How does a parent miss the signs, especially after losing a husband nineteen years earlier?  Easily.  Lori never came and told any of us that she had been fighting with trying to understand our past history with alcohol abuse in our family.  Instead, she omitted the conversation about our lives and kept her confused mental state with past traumas. 

I am far from being innocent with Lori and Debbie's suffering.  I should have been protecting my daughters from living in that atmosphire instead of becoming a huge enabler.  I caused a high percent of Lori's pain from not breaking away from Richie until he had put his life together.  I should have sat them down and had us talk about their father's death.  I buried it myself.  The three of us continued on hurting and never spoke about it. 

After three alcoholic rehabilitation stays, Lori died at thirty-nine years of age.On November 22, 2006 after three alcoholic rehabilitation stays, Lori died at thirty-nine years of age at the Charlton Memorial Hospital in Fall River, Massachusetts.  She was laid to rest with her father at the St. Patrick Cemetery in Somerset.  They are buried in front of a huge, white statue of The Blessed Mother with Her arms reaching out.  The one Lori had told me gave her peace feeling like Our Lady was watching over her father.

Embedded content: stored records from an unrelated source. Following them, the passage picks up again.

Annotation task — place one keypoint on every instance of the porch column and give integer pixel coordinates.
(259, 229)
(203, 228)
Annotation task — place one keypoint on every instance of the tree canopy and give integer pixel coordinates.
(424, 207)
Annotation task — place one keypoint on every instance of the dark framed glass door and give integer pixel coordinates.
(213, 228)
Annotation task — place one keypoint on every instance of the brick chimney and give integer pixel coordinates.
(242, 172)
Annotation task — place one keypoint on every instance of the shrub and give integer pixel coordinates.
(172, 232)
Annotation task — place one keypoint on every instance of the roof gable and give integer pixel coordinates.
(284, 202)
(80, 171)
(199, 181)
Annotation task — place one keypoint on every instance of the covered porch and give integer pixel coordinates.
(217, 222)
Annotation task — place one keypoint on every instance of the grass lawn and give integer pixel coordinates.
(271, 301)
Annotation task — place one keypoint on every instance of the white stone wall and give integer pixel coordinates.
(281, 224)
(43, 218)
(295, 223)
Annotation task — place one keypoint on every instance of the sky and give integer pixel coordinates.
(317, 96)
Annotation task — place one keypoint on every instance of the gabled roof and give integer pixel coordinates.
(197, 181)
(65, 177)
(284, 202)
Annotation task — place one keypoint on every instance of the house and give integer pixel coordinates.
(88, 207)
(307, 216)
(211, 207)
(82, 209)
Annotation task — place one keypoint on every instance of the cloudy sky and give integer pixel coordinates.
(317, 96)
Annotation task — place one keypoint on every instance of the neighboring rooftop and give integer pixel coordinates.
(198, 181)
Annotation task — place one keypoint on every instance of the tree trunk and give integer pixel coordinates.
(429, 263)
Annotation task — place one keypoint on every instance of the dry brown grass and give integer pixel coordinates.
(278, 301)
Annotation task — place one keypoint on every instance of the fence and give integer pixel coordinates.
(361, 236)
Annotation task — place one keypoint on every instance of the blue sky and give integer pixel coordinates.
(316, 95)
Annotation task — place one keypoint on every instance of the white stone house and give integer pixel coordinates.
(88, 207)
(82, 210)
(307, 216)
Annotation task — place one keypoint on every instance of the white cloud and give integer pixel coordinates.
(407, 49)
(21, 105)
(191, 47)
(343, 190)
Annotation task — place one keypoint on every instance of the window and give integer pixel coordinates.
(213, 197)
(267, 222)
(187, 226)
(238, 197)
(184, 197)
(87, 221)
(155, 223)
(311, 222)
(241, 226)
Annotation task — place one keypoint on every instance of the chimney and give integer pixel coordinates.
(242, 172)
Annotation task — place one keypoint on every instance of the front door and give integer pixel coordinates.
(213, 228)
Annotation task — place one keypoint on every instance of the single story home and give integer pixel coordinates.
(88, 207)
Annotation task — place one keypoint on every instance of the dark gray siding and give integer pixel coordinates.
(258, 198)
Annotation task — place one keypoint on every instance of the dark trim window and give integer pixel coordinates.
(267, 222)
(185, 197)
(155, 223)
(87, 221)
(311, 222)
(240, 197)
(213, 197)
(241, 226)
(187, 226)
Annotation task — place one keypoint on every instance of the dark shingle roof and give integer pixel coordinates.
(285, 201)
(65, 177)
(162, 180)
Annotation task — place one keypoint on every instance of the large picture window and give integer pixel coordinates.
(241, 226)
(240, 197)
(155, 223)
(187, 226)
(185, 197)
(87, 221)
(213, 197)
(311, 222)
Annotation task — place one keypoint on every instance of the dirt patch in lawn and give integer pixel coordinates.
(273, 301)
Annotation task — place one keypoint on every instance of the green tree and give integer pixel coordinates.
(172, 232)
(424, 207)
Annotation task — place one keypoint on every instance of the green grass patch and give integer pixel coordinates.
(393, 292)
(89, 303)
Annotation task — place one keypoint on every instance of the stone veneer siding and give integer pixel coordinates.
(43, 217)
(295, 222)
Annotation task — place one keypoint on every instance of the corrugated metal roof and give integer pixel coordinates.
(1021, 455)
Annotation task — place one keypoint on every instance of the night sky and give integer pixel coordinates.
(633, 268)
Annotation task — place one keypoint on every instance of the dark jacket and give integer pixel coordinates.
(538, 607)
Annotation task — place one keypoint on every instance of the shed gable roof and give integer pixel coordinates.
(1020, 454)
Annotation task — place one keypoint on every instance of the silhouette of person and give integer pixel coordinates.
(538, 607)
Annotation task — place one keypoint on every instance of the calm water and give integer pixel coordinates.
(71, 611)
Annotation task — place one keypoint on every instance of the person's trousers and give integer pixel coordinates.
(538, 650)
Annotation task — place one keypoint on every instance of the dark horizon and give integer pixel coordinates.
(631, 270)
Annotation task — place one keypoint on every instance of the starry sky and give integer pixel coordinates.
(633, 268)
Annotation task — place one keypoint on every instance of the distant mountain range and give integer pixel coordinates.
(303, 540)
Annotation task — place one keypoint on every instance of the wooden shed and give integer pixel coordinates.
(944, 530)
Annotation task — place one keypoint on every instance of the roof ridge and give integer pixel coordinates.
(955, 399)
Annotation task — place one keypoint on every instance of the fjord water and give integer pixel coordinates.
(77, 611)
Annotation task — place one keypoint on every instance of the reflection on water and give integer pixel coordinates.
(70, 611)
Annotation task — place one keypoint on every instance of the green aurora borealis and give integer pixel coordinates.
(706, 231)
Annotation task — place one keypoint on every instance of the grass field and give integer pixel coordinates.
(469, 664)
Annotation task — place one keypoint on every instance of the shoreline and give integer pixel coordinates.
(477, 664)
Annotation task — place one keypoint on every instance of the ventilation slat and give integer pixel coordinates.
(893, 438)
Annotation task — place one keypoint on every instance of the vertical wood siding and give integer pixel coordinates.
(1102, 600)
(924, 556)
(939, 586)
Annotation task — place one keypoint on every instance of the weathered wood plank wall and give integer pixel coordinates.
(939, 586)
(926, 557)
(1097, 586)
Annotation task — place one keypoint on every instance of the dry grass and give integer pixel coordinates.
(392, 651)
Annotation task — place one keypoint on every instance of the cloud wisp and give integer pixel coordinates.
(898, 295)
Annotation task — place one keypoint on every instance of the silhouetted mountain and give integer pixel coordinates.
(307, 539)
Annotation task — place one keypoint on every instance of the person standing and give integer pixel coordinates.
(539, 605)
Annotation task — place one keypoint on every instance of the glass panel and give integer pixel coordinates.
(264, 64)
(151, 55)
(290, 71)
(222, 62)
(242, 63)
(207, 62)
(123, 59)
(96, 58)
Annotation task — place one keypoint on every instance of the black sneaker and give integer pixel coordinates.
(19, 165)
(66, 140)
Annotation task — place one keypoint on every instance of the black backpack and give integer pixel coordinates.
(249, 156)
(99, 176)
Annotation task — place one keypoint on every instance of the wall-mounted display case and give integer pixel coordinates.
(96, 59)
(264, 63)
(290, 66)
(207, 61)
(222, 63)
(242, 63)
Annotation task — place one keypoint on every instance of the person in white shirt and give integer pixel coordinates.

The memoir is a very honest, painful and emotional stories of losing a child to a demon that became her killer.  It's a book of lessons with my mistakes ignoring signs or opportunities to help Lori.  I include my private talks that I give to alcoholics and addicts behind closed events.  Hopefully, it will open the eyes of others going down this same path.  The path our children today think is fun.

I became an Awareness Coach speaking to alcoholics, addicts, their families and the public on the effect of alcoholism on the whole family.  God has a way of putting an unknown direction in front of us.  We have to decide if we want to travel down it, and if we open our hearts to Him, the decision is easy.  Contact me for a quote to talk at your event at [email protected]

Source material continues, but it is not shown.